In the anxiety group, PARS and CGI-I scores were significantly improved after treatment (change in PARS score: mean = -4.15; P <0.001). More than half (66%) had a clinically significant reduction in symptoms and were therefore “responders.”
Although a time-point-by-group interaction was observed for mean task response time (P <.001), the interaction was insignificant for any regions. The pretreatment scan showed participants with anxiety was significantly slower to respond among conditions compared to the control group (∼69 ms; P <0.001) and had a larger difference than observed in the posttreatment scan ∼42 ms; P =0.03; estimated difference, ∼27 ms; P <.001).
“Previous work in youths with anxiety disorders has shown that greater activation in prefrontal regions to angry faces predicts better treatment response across CBT and pharmacological treatment,” investigators wrote. “Given the mixed findings, further work is needed.”
After treatment, 13 regions showed activity normalization, particularly the fronto-parietal network regions including left and right supplementary motor area, middle frontal gyrus, and superior parietal lobule.
In contrast, the regions of the temporal gyri (superior and inferior), the left and right inferior, the parietal lobule, and the middle occipital gyrus had no pretreatment differences between the anxiety and control groups.

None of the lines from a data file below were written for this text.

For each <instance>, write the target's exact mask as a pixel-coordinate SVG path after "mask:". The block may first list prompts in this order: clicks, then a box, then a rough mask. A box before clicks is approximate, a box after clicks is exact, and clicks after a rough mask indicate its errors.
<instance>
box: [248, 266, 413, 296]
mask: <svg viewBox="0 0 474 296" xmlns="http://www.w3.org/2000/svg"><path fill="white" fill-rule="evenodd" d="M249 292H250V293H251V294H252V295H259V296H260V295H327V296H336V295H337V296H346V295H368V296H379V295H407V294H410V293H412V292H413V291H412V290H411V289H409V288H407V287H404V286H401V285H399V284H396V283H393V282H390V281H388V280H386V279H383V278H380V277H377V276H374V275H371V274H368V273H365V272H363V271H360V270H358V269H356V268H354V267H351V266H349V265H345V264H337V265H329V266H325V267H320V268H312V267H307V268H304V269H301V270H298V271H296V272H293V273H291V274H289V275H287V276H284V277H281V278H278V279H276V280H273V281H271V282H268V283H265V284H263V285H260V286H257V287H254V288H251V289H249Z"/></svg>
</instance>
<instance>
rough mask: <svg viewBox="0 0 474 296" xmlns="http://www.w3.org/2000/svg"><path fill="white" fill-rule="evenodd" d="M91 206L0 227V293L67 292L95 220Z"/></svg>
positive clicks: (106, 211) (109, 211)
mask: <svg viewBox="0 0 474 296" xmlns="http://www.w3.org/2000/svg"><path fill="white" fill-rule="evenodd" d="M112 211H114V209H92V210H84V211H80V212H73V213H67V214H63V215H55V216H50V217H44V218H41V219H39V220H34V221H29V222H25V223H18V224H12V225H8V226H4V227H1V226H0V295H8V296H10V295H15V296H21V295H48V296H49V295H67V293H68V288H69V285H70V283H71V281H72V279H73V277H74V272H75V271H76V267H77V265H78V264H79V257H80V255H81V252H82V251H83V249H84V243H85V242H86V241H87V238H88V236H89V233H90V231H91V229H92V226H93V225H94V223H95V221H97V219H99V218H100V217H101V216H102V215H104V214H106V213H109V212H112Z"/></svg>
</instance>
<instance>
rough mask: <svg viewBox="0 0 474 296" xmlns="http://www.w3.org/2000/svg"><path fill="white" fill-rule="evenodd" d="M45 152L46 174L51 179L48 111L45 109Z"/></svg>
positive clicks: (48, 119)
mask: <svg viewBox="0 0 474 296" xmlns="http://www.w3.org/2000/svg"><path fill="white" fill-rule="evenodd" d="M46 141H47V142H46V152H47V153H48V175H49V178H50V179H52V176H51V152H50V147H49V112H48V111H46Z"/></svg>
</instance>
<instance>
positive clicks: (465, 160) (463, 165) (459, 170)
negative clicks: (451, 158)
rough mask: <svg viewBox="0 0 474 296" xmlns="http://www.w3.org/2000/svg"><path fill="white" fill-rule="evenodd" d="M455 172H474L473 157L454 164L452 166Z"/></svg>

A posttreatment scan showed the anxiety group had significantly less activation compared to the controls.
Regions that had hyperactivation before treatment but did not normalize after the treatment in the anxiety group were the left and right motor cortex, the right amygdala/parahippocampal gyrus, and lateral anterior frontal areas.
Limitations the investigators highlighted included not being able to use a control arm of unmedicated youths with anxiety due to restrictions made by their institution’s review board, the possibility of heterogeneity since they used 2 different randomized trials for data, not using newer network-based analytical techniques instead of established whole-brain procedures to examine task activation patterns, and lastly few of the participants in the high-risk sample met the criteria for anxiety disorder at the time of the scan.
“The data from this study reveal neural mechanisms that change following the acute effects of CBT for pediatric anxiety, as well as potential subcortical and cortical targets that remain dysfunctional after 12 weeks of CBT,” investigators wrote. “Future work may benefit from directly targeting subcortical, automatic, and biased processing to enhance CBT treatment response.”